A bias towards success… and away from failure!

We often think of biases as being exclusively negative, however, we can also create behavioural biases towards success, and just as importantly, away from failure.

What this means in practical terms is that we design a behavioural “bridge” that helps us to ameliorate the performance failure or gap we might be experiencing either individually or as a culture and team.

So what are the elements of failure that cost us success and performance? Often times, failure comes down to four critical issues - Biases, Blocks, Blindspots and breaks.

  1. Biases

Biases are often informed by our strengths (for more on this concept, see my article on The Weakness in your Strengths). Essentially what this means is that we have a bias towards solving problems based on our strengths - ie. When all you have a hammer, everything starts to look like a nail - good luck changing that light bulb.

Biases can cost us performance by blinding us to other opportunities or tools, but also by making us predictable and generic in our field, undermining any true competitive advantage.

  1. Blocks

I define blocks as being linked to our emotional responses to feelings such as fear. Fear, of course, is a particularly useful physical response that is designed to help us mitigate risk and to stay alive. However, an over sensitivity to fear-producing stimulus can be debilitating and rob us of success.

The fact that public speaking is a bigger fear for most people than death, is testament to this.

However, we can also learn to shrink fear by first identifying its type and how it shows up - ie.
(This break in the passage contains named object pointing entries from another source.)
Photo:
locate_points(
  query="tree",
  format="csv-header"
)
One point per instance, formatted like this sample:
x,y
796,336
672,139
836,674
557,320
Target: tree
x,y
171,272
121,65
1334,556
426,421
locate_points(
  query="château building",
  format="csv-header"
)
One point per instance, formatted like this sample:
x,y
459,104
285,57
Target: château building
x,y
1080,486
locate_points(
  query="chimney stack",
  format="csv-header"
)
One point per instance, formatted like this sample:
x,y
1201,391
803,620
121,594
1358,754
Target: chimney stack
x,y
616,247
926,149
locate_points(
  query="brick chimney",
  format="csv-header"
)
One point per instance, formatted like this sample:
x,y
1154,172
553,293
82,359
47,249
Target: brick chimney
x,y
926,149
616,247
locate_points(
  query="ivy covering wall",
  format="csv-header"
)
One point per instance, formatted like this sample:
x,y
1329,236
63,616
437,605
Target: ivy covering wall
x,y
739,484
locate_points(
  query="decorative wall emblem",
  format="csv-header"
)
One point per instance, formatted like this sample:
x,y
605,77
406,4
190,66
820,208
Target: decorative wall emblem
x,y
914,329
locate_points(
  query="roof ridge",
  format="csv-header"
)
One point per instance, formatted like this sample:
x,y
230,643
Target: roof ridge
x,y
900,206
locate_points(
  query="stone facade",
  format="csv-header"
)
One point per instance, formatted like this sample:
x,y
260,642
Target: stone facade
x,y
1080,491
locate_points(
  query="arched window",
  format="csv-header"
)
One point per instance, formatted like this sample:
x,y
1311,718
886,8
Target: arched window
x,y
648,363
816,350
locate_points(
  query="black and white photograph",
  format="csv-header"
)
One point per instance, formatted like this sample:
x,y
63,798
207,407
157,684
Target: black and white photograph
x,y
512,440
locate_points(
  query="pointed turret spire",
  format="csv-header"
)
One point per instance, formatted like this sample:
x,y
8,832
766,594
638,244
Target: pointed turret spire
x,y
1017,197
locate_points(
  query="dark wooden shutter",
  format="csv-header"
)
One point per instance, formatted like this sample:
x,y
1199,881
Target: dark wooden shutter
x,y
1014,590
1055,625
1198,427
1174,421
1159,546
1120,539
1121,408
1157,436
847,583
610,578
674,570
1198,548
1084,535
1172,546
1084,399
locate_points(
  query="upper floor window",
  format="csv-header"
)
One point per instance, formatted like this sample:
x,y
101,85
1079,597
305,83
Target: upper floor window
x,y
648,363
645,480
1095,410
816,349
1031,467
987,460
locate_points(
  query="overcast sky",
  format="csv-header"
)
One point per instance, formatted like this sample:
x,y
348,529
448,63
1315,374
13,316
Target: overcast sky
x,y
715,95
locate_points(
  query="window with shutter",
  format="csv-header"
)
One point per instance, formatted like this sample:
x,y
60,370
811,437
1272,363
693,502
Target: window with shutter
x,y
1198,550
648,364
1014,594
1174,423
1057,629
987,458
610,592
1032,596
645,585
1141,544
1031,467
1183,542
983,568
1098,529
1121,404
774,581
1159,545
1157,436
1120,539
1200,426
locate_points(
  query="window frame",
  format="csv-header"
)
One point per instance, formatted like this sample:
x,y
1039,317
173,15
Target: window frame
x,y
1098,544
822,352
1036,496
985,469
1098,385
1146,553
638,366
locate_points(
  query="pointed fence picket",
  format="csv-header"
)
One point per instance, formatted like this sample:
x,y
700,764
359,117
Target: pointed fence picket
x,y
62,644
Fight, Flight, Freeze or fawn - and also by learning to rate it in terms of severity and developing tools and strategies to “dial it up or down” where appropriate.

  1. Blindspots

Blindspots relate to knowledge gaps - which are not always easy to identify. Sometimes, we just don’t know what we don’t know.

Of course, this is not always the case, occasionally we are aware that a knowledge gap is causing us to procrastinate or avoid a particular activity, and we also usually have some life experience that has taught us that “clarity equals velocity.”

So, what is the missing piece of knowledge that is costing your success (assuming of course that we can never have all of the information we might like), and more importantly, how much more do you need to know to get into action?

  1. Breaks

Breaks are typically linked to our weaknesses and often the greatest opportunity for our performance uplift.

Sometimes, these can be delegated or outsourced to those with more specialist skills, or else augmented or improved until our weaknesses become assets, but they can also be “hacked” behaviourally with a work-around or a behavioural “bridge.”

How Behaviour Design works

So, once you’ve identified the performance gap or the source of your failure in a particular activity or skill, what next?

They key is to use what Thaler and Sunstein refer to as a “nudge.” Now, this is a broad term that refers to a number of behavioural interventions that drive a particular behaviour, usually without conscious effort. For the purposes of this article, I’ll simplify the concept with a formula for building a behavioural bridge>

  1. BELIEF - Identify the behaviour do you believe should be showing up, but isn’t? eg. I believe I should wake up early in the morning to get a head start on the day.

  2. BEHAVIOUR - What  behaviour actually shows up? eg. I actually don’t get up because I turn off my alarm and go back to sleep.

  3. BEHAVIOUR FAIL - Determine the root cause of the behavioural fail. eg. The proximity and ease of the snooze button on the alarm

  4. BRIDGE - Create a behavioural bridge that helps you to “hack” the fail. eg. You might set multiple alarms so the initial alarm has some “back up,” or you might set the alarm and move your clock to the other side of the room so that the proximity and ease issue is removed.

The point here is that performance and not entirely determined by what we are motived to do, or disciplined in not doing, but also by how we use behavioural design to work-around the obstacles and issues that get between us and success.

So, why not build a bridge… and get over failure?!